Commerce and industry minister Nirmala Sitharaman also castigated the Bali package, signed during the previous United Progressive Alliance regime, as distorted and imperfect, hurting the sovereign rights of India to feed its poor and procure from farmers living on subsistence farming.
Addressing the India Global Forum in New Delhi, she rejected suggestions given by some countries in the October talks in the WTO that a resolution to the problem be found out by some countries, leaving others.
The forum was organised by the International Institute of Strategic Studies and Observer Research Foundation.
An implementation of the TFA, as agreed in Bali, was derailed in the July talks after India asked the WTO members to also ink an agreement on food subsidies given to the poor.
“I have seen that between July and now, there is greater understanding, there is greater appreciation, and engagement with the WTO.
The Prime Minister’s visit to the US gives us a feeling that the US is also greatly appreciative of what we are narrating.

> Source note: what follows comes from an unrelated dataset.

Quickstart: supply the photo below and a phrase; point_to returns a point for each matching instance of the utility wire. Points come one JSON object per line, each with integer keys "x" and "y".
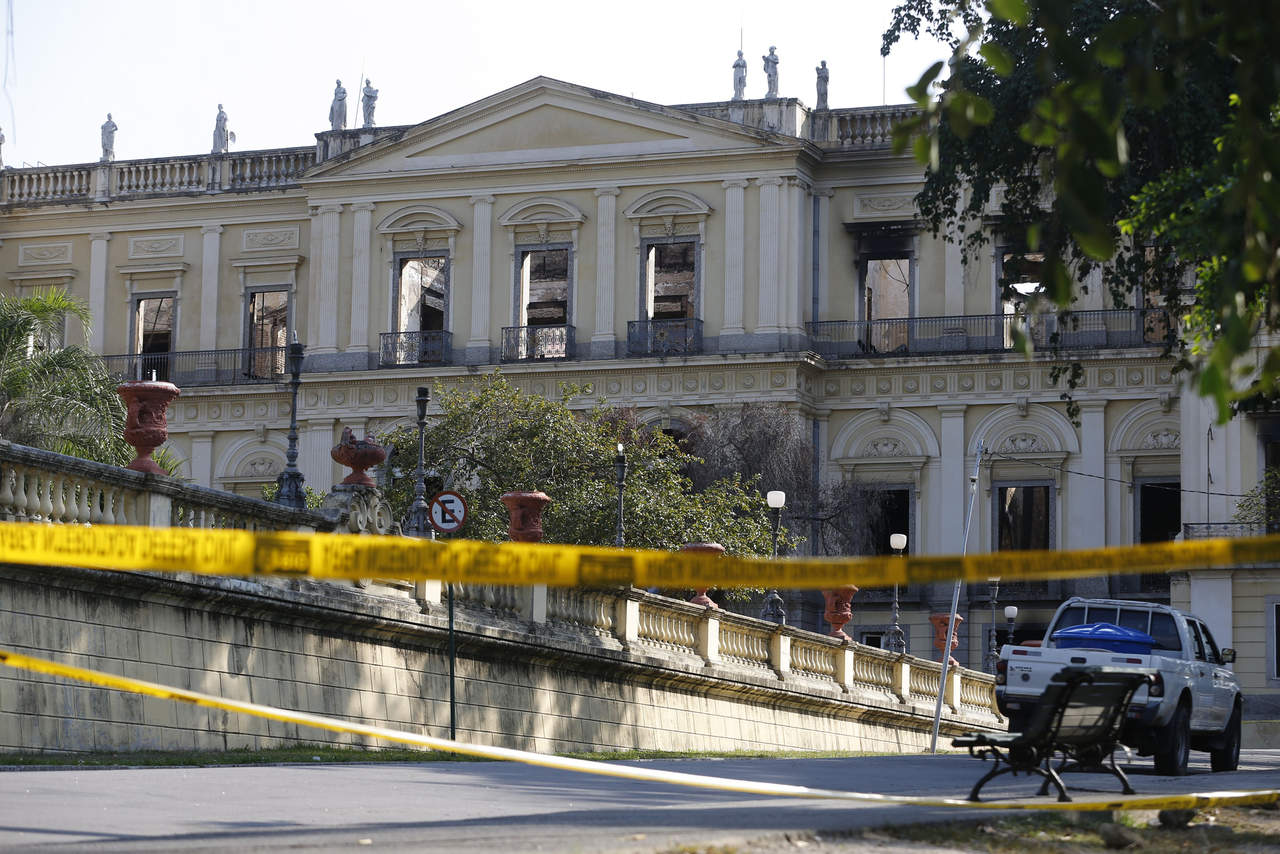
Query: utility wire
{"x": 1119, "y": 480}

I hope that there will be a solution because multilateralism will have to remain sustained and be empowered,” Sitharaman said.

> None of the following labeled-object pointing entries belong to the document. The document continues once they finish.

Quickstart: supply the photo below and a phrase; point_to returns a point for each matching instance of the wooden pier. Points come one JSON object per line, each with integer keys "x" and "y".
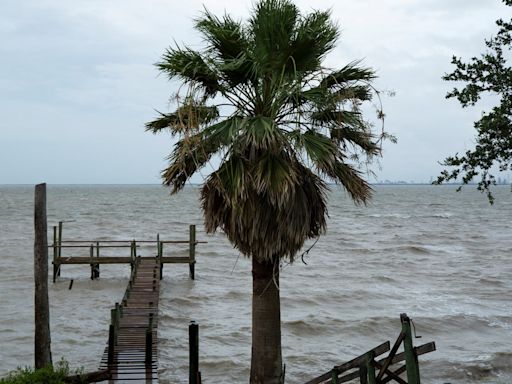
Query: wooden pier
{"x": 132, "y": 348}
{"x": 91, "y": 252}
{"x": 131, "y": 353}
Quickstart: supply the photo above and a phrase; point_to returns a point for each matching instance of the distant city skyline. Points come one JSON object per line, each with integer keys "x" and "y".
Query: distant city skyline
{"x": 79, "y": 83}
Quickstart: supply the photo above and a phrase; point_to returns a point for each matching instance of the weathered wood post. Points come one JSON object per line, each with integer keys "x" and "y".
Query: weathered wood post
{"x": 111, "y": 344}
{"x": 334, "y": 376}
{"x": 159, "y": 251}
{"x": 60, "y": 244}
{"x": 192, "y": 250}
{"x": 97, "y": 266}
{"x": 149, "y": 342}
{"x": 363, "y": 374}
{"x": 411, "y": 360}
{"x": 193, "y": 339}
{"x": 42, "y": 339}
{"x": 370, "y": 368}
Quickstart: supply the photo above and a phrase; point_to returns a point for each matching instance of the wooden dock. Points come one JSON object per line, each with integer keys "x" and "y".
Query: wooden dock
{"x": 92, "y": 252}
{"x": 131, "y": 353}
{"x": 132, "y": 349}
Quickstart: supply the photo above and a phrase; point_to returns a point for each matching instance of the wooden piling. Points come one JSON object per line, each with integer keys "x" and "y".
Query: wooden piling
{"x": 42, "y": 339}
{"x": 334, "y": 376}
{"x": 192, "y": 250}
{"x": 111, "y": 344}
{"x": 55, "y": 265}
{"x": 411, "y": 360}
{"x": 193, "y": 337}
{"x": 370, "y": 367}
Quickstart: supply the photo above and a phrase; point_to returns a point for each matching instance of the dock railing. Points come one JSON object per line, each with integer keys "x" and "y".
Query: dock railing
{"x": 92, "y": 252}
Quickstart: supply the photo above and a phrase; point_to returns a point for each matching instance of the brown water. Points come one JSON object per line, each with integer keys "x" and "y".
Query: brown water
{"x": 442, "y": 257}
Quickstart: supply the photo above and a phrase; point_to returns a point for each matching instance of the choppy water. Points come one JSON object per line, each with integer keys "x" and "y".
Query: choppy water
{"x": 442, "y": 257}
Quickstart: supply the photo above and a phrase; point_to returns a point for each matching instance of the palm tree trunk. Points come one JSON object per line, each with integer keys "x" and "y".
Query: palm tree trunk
{"x": 266, "y": 360}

After July, talks in October in the General Council also failed. Now, the council will meet in December.
WTO director-general Roberto Azevedo had said in October that even if an agreement on the TFA was inked tomorrow, the deadline to implement it by December can’t be met.
For any resolution of the logjam, the US and Europe would have to agree to India’s stand on food security.

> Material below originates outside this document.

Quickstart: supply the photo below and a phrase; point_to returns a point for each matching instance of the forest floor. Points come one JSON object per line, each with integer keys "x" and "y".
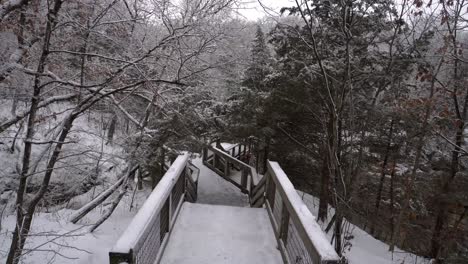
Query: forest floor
{"x": 56, "y": 240}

“We are with you on the TFA but be sure you understand our case.
“Otherwise, these very economies will come back to us and lecture us that the Government of India does not take care of the starving millions.
“We want no such lectures. We will take care of our starving millions,” Sitharaman said.
She added that India’s demands are legitimate, requiring peace clause to be extended and then permanent solution to the food subsidies problems be found.
“Therefore, please extend the peace clause and then find a permanent solution, then make us tweak it till 2017, these are legitimate demands.”
According to the WTO’s agreed formula, food subsidies have to be capped at 10 per cent of total agriculture production at 1986-88 prices for developing countries.
The United Progressive Alliance government had signed the TFA in Bali under a peace clause that gave developing countries exemption from the 10 per cent until 2017.
It came at a time when India has been preparing to roll out the Food Security Act, which gives cheap food to 67 per cent of the population.
“We want you to understand that let the peace clause co-exist until such time that you don’t get us a permanent solution,” Sithraman said.
Pointing out that the 10 per cent cap on subsidies is based on 1986-88 prices, she said: “Is that right? Do you agree on that?
Any sensible economist would think there is something wrong here.”
The commerce and industry minister also reminded the West that it also gives food subsidy, but doesn’t call it so and doesn’t bring it on the table.
“From the Uruguay round, the subsidy to farmers being given by the United States of America or the European Union are not on the table for discussion. We are not insisting to get them on the table but let us remind the world that it is a fact.”
Sitharaman reminded the WTO that decisions have to be taken on a consensus basis. “You are not going to isolate any one decision and isolate any one country.
“Decisions are not about one country but all issues. This is a principle which guides the WTO.
“How could you then isolate trade facilitation and say all of us want that trade facilitation?"
She reminded the developed world that after getting the TFA package in Bali, it forgot about the developing world.
“After having got it, would you come back to us and say our problems are taken care of.
“I want to address yours, which is essentially feeding the poor or procuring from the poor farmers?”
The minister said these arguments are not intended to weaken the WTO, these are arguments to remind the WTO of its own stated principles.
“You will not agree on any one thing, till you agree on everything.
“But in Bali, we forgot that golden principle.”
The minister also asked the WTO to change the way it engages with the emerging market economies and recognise the fact that solutions to the problems in advanced world lay in the hands of the Expanded Middle East.
“Concerns emerging from different parts of the world are more important now because many of the solutions with which bodies have moved all the while are now fairly jaded. “Economies elsewhere provide solutions not for themselves only but also provide hope for Europe and the US.”
Azevedo recently said some members sought the implementation of the TFA as a plurilateral pact as part of the three alternatives to end the impasse over food security.